In his judgment‚ Dlodlo said Moore applied to the social development department for registration of her daycare in February 2008 but received no more than an acknowledgment. By the time of Ava’s death‚ she was looking after 15 babies and toddlers but had only three cots.

Neither Moore nor her only employee‚ a domestic worker‚ had qualifications or training to look after infants or toddlers‚ and investigations after Ava’s death uncovered “severe health and safety risks”.

Patricia de Lille‚ MEC for social development at the time‚ announced a six-month amnesty for more than 2 000 unregistered daycares in the Western Cape after Ava’s death‚ saying: “The amnesty period represents an opportunity for all of us — government‚ creche owners and parents alike — to start complying with the Children’s Act‚ which is there to protect and nurture our children.”

But expert witness Terrance November‚ a social worker at the Early Learning Resource Unit in Lansdowne‚ told Dlodlo that the Western Cape still had numerous unregistered daycares.

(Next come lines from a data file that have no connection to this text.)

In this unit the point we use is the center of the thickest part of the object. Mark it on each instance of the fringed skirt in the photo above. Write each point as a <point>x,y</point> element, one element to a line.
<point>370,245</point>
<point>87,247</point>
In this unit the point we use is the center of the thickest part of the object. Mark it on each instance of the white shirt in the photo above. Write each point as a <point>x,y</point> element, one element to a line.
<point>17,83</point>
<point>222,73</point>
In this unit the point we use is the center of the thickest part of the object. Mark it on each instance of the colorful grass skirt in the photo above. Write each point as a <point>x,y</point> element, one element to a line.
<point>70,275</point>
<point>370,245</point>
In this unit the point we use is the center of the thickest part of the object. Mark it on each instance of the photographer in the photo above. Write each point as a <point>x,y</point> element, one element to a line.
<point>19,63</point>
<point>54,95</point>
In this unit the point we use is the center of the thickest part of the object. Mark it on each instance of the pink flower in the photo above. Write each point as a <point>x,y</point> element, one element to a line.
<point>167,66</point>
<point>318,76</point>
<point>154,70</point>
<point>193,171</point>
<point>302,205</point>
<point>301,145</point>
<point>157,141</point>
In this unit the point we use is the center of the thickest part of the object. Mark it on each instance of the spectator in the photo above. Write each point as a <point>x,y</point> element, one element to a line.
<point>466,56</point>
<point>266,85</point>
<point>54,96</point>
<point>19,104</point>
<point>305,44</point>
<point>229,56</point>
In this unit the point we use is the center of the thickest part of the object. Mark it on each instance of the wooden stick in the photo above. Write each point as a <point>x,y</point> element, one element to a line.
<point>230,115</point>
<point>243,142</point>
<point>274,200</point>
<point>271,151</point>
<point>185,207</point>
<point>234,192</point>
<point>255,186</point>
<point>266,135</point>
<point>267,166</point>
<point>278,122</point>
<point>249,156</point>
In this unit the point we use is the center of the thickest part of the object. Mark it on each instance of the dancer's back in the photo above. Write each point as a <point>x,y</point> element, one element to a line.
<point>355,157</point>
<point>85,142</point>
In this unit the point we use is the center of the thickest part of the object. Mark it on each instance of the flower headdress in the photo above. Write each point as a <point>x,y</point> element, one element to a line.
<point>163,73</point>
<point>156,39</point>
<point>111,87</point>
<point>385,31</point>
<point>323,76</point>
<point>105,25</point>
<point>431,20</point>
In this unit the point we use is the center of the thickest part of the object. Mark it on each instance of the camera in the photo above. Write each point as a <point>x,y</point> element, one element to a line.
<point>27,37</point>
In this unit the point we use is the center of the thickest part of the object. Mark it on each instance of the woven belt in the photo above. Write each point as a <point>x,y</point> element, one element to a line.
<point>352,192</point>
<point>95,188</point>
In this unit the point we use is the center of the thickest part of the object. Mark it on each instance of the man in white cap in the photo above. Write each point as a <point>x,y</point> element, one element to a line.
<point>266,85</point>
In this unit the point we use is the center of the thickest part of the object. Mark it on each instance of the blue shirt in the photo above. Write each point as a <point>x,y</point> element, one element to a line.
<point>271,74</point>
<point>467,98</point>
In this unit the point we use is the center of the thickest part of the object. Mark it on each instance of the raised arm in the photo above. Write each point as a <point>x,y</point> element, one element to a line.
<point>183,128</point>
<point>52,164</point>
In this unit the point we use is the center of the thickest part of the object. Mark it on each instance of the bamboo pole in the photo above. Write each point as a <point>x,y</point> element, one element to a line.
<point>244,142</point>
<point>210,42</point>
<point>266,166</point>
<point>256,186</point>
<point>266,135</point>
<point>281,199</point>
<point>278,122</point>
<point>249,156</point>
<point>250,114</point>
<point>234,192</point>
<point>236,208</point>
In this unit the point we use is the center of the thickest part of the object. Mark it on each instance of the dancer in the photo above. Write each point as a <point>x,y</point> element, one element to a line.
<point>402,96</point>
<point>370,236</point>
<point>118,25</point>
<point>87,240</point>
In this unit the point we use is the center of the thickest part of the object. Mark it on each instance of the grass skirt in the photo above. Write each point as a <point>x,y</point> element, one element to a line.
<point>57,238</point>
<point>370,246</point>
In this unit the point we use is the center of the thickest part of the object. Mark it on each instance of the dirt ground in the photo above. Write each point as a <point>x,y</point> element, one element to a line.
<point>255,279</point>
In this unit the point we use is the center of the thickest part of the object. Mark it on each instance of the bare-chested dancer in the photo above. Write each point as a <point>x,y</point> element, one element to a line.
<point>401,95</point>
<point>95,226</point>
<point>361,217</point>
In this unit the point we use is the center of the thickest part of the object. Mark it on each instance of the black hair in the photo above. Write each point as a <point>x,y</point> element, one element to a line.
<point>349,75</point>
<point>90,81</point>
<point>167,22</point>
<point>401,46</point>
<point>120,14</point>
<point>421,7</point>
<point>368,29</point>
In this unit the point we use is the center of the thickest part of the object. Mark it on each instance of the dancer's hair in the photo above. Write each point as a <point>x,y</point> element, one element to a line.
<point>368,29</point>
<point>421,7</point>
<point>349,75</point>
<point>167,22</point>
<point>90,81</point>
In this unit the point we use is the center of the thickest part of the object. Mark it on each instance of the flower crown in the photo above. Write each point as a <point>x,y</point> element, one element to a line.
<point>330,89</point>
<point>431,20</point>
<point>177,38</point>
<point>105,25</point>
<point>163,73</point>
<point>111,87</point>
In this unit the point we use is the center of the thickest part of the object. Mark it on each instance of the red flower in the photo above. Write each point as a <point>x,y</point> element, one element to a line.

The law said applications should be dealt with in six months‚ he said‚ but some creches had been waiting five years.

November said on Monday that lawyers had advised him not to comment further. Sihle Ngobese‚ spokesman for social development MEC Albert Fritz‚ said he was unable to respond to detailed questions because the judgment was still being studied. The department has 30 days to appeal.

Dlodlo said the department’s arguments in court had “significant shortcomings”. And in spite of Ava’s death‚ “I find it completely strange and unacceptable that on 31 January 2013 (some five years after first applying for registration)‚ Moore’s attorneys were still desperately trying to get the department to register her early childhood development facility”.

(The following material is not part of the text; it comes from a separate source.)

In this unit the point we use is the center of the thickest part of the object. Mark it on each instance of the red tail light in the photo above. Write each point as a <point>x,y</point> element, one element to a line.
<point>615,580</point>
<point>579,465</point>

He added: “The department’s failure to comply with its statutory duties seriously compromised the care and safety of the children at (Aunty Dawn’s)‚ and this caused or materially contributed towards the death of Ava.

“The department’s failure resulted in a breach of Ava’s fundamental right to the safety and security of her person. This failure thus infringed Ava’s most fundamental right to life.

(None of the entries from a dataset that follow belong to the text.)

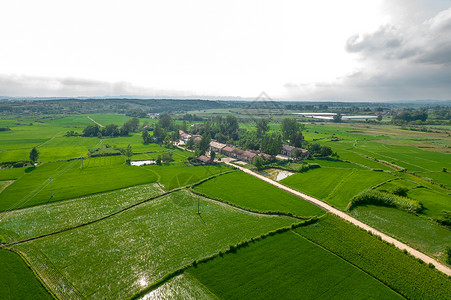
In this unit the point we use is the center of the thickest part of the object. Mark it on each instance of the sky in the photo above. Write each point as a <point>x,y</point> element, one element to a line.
<point>349,50</point>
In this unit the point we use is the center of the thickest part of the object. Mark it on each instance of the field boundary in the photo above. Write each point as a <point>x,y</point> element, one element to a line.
<point>232,249</point>
<point>342,258</point>
<point>427,259</point>
<point>269,213</point>
<point>35,272</point>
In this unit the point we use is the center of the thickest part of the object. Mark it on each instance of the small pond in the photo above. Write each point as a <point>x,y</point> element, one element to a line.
<point>276,174</point>
<point>142,162</point>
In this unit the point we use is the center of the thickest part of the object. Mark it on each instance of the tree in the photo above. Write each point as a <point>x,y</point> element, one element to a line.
<point>289,128</point>
<point>129,151</point>
<point>165,121</point>
<point>167,156</point>
<point>271,144</point>
<point>297,139</point>
<point>147,139</point>
<point>34,155</point>
<point>190,143</point>
<point>91,130</point>
<point>258,162</point>
<point>262,127</point>
<point>204,144</point>
<point>131,125</point>
<point>337,118</point>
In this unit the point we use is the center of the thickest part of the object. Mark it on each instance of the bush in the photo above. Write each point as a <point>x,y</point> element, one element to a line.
<point>384,199</point>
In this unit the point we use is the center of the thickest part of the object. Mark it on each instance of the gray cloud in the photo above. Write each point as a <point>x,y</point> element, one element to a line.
<point>30,86</point>
<point>398,62</point>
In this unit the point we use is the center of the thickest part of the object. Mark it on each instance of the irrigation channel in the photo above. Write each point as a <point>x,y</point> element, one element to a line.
<point>348,218</point>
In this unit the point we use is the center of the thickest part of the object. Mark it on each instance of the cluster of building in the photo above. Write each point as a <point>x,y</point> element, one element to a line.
<point>240,154</point>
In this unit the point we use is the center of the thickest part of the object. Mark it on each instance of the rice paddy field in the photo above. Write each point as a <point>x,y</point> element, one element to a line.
<point>174,231</point>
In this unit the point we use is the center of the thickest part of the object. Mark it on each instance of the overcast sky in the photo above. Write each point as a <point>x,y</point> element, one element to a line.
<point>370,50</point>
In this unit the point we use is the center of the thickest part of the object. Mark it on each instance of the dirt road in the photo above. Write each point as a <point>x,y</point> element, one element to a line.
<point>354,221</point>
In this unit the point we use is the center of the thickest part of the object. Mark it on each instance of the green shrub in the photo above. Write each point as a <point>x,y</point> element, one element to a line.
<point>372,197</point>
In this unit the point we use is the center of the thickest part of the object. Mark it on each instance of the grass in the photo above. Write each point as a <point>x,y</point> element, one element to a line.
<point>70,181</point>
<point>119,256</point>
<point>13,173</point>
<point>17,280</point>
<point>380,260</point>
<point>438,177</point>
<point>182,286</point>
<point>336,186</point>
<point>246,191</point>
<point>178,174</point>
<point>286,266</point>
<point>34,221</point>
<point>418,232</point>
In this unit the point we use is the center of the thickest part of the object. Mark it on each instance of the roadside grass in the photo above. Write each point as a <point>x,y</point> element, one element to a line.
<point>416,231</point>
<point>178,174</point>
<point>335,186</point>
<point>318,183</point>
<point>34,221</point>
<point>438,177</point>
<point>12,173</point>
<point>69,181</point>
<point>246,191</point>
<point>286,266</point>
<point>182,286</point>
<point>17,280</point>
<point>141,245</point>
<point>352,185</point>
<point>434,201</point>
<point>391,266</point>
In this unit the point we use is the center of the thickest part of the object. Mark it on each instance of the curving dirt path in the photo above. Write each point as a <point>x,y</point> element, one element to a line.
<point>439,266</point>
<point>95,121</point>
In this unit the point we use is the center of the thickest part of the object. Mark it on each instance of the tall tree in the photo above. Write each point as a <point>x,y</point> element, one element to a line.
<point>146,137</point>
<point>34,155</point>
<point>289,128</point>
<point>262,127</point>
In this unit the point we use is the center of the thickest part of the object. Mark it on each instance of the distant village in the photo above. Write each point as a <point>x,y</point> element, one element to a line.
<point>244,155</point>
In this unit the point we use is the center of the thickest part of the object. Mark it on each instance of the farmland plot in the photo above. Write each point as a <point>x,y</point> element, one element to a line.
<point>287,266</point>
<point>34,221</point>
<point>246,191</point>
<point>119,256</point>
<point>382,261</point>
<point>17,281</point>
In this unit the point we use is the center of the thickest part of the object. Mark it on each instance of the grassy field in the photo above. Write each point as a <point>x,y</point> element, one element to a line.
<point>181,287</point>
<point>249,192</point>
<point>420,233</point>
<point>287,266</point>
<point>336,186</point>
<point>17,280</point>
<point>34,221</point>
<point>139,246</point>
<point>384,262</point>
<point>70,181</point>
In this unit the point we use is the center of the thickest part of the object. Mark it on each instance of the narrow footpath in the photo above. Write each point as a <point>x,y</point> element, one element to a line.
<point>439,266</point>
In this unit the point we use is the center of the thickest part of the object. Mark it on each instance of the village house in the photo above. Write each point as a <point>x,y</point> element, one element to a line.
<point>217,147</point>
<point>290,151</point>
<point>184,136</point>
<point>228,151</point>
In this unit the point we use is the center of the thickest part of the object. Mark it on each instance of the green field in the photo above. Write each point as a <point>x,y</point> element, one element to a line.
<point>141,245</point>
<point>335,186</point>
<point>287,266</point>
<point>34,221</point>
<point>246,191</point>
<point>17,280</point>
<point>416,231</point>
<point>70,181</point>
<point>382,261</point>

“I state categorically that the department did not present sufficient evidence to demonstrate that there were resource constraints which justified its failure to act.”

At the time of Ava’s death‚ Moore said: “I loved her to bits. I used to kiss and cuddle her constantly. She was a sweet‚ gorgeous baby. I am terribly distraught at what happened.

“When I discovered her on the floor I immediately started cardio-pulmonary resuscitation. When the paramedics arrived they continued.”

Another court hearing will decide the damages the Western Cape government and Moore must pay to the Barleys.